Foxp3 mRNA expression was examined in all cases using both conventional PCR (RT-PCR) and quantitative real-time PCR (qRT-PCR), after total RNA isolation from the tumor cell lines and reverse transcription to cDNA, as previously described [11], qRT-PCR was performed using the automated thermocycler RotorGene 6000 (Corbett Life Science, Sydney, Australia), the SYBR Supermix kit (Invitrogen, Paisley UK) and the RT2 PCR Primer Set for Foxp3 (SuperArray, USA). β2-Microglobulin (β2-M) was used as a reference gene (RT2 PCR Primer Set, SuperArray) [12, 13]. The qRT-PCR thermocycling conditions for Foxp3 were: 10 min at 95°C initial hold, followed by 40 cycles of denaturation at 95°C, annealing at 60°C and extension at 72°C all for 15 sec.
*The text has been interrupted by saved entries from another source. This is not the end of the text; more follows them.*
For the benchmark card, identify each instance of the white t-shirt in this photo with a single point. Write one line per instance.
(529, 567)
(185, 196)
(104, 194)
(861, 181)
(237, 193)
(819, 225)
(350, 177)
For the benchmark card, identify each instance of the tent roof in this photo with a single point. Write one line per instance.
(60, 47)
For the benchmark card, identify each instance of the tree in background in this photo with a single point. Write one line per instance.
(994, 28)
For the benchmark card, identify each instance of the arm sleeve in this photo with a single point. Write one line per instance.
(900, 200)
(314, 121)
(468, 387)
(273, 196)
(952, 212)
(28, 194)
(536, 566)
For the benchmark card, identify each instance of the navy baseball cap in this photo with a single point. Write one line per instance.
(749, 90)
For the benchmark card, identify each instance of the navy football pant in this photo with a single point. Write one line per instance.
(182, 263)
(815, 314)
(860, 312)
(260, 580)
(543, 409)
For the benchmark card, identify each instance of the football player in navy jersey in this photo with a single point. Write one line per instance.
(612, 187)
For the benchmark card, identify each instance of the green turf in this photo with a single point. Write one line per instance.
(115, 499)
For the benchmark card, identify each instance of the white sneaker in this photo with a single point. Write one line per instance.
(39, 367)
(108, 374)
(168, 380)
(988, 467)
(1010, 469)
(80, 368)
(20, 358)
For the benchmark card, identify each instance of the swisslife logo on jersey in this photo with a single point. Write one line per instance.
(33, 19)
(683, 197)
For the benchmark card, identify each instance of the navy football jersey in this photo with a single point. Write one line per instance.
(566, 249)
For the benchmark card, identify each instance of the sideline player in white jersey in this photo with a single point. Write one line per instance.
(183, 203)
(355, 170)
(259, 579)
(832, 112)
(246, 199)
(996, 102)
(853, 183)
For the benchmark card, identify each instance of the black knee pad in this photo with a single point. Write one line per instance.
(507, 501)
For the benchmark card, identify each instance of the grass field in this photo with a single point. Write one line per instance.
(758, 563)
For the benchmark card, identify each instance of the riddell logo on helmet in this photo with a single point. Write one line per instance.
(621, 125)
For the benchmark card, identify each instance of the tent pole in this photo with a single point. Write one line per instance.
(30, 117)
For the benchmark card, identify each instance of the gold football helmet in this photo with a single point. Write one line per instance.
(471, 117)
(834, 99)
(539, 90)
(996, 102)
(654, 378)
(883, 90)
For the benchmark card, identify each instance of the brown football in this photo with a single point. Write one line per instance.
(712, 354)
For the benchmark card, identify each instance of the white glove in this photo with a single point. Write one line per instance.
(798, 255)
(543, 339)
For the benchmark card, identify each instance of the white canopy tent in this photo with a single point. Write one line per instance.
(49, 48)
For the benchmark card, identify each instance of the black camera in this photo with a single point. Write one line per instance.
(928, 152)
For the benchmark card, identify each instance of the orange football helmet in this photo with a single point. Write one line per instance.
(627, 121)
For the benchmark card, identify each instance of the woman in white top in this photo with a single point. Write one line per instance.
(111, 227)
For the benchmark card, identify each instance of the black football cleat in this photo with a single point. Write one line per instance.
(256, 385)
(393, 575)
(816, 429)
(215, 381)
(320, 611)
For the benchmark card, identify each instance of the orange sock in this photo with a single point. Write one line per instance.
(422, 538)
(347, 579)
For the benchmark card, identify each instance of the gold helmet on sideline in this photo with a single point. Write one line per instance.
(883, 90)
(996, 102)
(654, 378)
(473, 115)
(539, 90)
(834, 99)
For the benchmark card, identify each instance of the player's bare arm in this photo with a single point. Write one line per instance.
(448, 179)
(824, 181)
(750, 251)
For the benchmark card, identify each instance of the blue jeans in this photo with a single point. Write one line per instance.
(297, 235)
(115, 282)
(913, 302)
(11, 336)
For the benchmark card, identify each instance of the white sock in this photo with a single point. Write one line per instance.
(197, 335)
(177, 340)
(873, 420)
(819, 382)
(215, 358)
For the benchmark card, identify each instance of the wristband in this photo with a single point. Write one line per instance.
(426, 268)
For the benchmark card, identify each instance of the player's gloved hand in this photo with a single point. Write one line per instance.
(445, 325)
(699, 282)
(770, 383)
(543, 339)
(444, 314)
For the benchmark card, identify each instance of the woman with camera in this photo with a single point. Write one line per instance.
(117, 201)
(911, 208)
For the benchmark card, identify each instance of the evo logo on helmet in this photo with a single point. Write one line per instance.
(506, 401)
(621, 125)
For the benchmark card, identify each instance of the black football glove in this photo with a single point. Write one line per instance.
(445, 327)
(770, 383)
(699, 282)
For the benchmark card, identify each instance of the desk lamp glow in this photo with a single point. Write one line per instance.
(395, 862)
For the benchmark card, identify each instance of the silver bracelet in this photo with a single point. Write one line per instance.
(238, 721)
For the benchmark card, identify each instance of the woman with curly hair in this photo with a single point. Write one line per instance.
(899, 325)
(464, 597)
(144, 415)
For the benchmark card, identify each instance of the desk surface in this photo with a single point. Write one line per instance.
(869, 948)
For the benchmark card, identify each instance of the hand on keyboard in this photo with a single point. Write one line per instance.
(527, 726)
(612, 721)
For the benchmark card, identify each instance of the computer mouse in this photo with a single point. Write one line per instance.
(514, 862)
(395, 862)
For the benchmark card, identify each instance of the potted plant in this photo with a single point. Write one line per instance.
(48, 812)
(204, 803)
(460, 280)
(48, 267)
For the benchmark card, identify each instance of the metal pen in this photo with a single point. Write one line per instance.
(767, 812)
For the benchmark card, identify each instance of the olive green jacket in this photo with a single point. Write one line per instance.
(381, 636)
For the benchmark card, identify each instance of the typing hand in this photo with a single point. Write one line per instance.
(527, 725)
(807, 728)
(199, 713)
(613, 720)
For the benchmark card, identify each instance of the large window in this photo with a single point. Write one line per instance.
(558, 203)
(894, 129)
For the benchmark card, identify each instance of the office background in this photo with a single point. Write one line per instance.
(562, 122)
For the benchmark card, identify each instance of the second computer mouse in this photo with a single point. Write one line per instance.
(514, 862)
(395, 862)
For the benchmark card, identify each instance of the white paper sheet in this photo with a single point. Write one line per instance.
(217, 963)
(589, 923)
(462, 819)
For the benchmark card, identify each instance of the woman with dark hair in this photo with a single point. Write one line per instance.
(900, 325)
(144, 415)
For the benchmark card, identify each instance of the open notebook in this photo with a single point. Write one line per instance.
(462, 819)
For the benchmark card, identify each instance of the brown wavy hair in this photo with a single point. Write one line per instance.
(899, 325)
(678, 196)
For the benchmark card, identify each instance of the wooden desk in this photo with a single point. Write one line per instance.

The qRT-PCR thermocycling conditions for β2-M were: 10 min at 95°C initial hold, followed by 40 cycles of denaturation at 95°C for 15 sec, annealing/extension at 60°C for 60 sec. Relative expression was analyzed using the Rotor Gene software (Ver. 6) and is presented as a multiple of the gene expression in one fibroblast line isolated during the development of the cancer cell lines. EBV-transformed B cells were used as negative controls, whereas a CD4+ Treg clone (kindly provided by Sophie Lucas, Brussels, Belgium) and PHA blasts were used as positive controls. For RT-PCR amplifications, 20 μM of the following primer sets were used for β-actin, forward 5' GGCATCGTGATGGACTCCG 3' and reverse 5' GCTGGAAGGTGGACAGCGA 3' and the RT2 PCR Primer Set for Foxp3 (SuperArray), in a total reaction volume of 25 μL. Thermocycling conditions (PTC-200, MJ Research, Watertown-Mass., USA) included for β-actin 21 cycles of denaturation at 94°C, annealing at 68°C and extension at 72°C, all for 1 min, and for Foxp3, 31 cycles of denaturation at 95°C, annealing at 60°C and extension at 72°C, all for 15 sec.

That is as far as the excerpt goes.